Eric Garcetti for L.A. Mayor, 2013: Who Knew??
Oh yeah -- we did. Along with the rest of Los Angeles. (Excluding the "WalMart of News," apparently.)
The family's pain is Garcetti's pain
But Hollywood Patch finally caught Eric Garcetti kinda sorta saying it out loud at a neighborhood council meeting last night, at the end of a speech about why the city should sell off its parking structures -- finally dropping the charade and kinda sorta declaring his official bid for mayor.
But not quite. We believe the words he used were: "seriously leaning."
Whatever. Here are all the ways we knew Garcetti was eying the prize from the beginning:
1) As City Council President, he kick-started an extremely creepy trend of referring to the City Council and its city employee-lings as the "city family." In that scenario, current Mayor Antonio Villaraigosa is most certainly the unpopular rich uncle who everyone keeps close for his coffers -- and Garcetti's got the "city father" role on lock. You really think the council is like-minded enough to vote unanimously 99.993 percent of the time? Nah. It takes some good hard sweet-talking behind closed doors to achieve that kind of magical mind-reading chumminess, meeting after meeting, vote in and vote out.
2) Speaking of Villaraigosa's frenemies, Garcetti is No. 1. He'll ass-kiss in public, then declare off the record to anyone who'll listen that he truly can't stand the guy. This facade maintains the popular-kid feel -- with respect for his elders, to boot! -- and hopefully earns him a piece of the mayor's notorious flair for fundraising. Now if only Garcetti were a little browner, he'd have the Villaraigosa endorsement in no time.
3) His term limit looms in 2013. And where else would a friendly politicking dude with a baby face straight outta Hollywood go but up?
4) That baby face. Combined with the smoothest politi-speak this side of the White House, Garcetti is a master of stirring emotion and cooperation and resolve, without ever really having to do anything at all. It's beautiful. Listen to his chiseled jawline flap for 10 minutes, and you come away feeling like a million bucks -- with no fucking clue what you just talked about. Other than, you know, he was probably right. Take the Patch article, for instance:
Although numerous WCC members were openly skeptical of the wisdom of last week's parking garage vote, afterwards expressed thanks that Garcetti chose to address the group and said they were impressed with his remarks.

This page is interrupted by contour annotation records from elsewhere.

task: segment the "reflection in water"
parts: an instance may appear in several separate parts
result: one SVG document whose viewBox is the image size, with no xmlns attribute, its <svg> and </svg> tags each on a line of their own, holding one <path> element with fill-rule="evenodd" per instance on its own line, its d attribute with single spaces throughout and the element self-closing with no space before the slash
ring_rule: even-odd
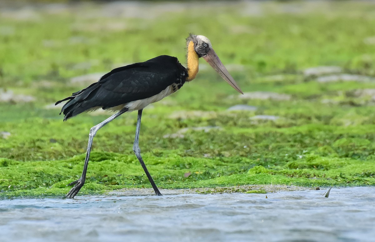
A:
<svg viewBox="0 0 375 242">
<path fill-rule="evenodd" d="M 370 241 L 375 188 L 0 200 L 0 240 Z"/>
</svg>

"He had nice things to say. It's great he came out on such short notice to speak with us and hear our ideas," said board member Carole Magnuson.
5) Like Mayor Villaraigosa before him, Garcetti is now the King of Potholes. He even gets his hands dirty in the field, wearing
nothing but an orange construction vest -- constituents are left with no choice but to feel, in a word, adorable.

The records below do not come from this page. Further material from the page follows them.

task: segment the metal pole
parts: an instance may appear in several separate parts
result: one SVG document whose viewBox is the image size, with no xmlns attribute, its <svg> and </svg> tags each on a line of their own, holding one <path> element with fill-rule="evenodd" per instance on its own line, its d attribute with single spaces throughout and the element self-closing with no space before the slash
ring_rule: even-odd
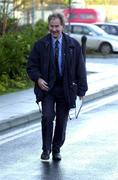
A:
<svg viewBox="0 0 118 180">
<path fill-rule="evenodd" d="M 41 19 L 44 20 L 44 6 L 43 6 L 43 0 L 41 2 Z"/>
<path fill-rule="evenodd" d="M 35 0 L 32 0 L 32 28 L 34 28 L 35 24 Z"/>
</svg>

7) His campaign T-shirts are practically ready for distribution -- just magic-marker that C into a G and we're golden.
8) This one's the dead giveaway: Garcetti played the part of L.A. mayor on LAPD drama "The Closer" last fall. OK, so his real-life father is consulting producer for the show, but we're sure he earned the part fair and square. Just like the part he'll "earn" next election...

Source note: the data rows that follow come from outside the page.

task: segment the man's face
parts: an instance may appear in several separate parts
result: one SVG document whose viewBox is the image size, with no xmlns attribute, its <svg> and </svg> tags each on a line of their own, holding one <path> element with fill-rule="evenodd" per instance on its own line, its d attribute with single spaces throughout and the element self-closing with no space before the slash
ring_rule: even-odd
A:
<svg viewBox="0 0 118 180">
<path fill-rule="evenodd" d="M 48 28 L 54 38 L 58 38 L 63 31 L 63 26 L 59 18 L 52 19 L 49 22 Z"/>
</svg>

Here's the kinda sorta announcement from the mayor-in-waiting (if Jan Perry doesn't get there first):
Garcetti also acknowledged he is "seriously leaning" towards [sic, LOL] running for mayor and will announce a decision in the next six to eight months after talking it over with his family, he said after fielding questions on the garage vote and other topics for over an hour.
"The earlier I say yes, the harder it will be for me to govern in my current role," Garcetti said of the position he's held for the past 2 1/2 years. He is the longest-serving councilmember, with 10 years on the panel.
You mean your family family? Or rich unpopular uncle family? No, but we kid. Please do keep teasing the press with these half-bids, Garcetti -- it's a speculative riot from where we're sitting.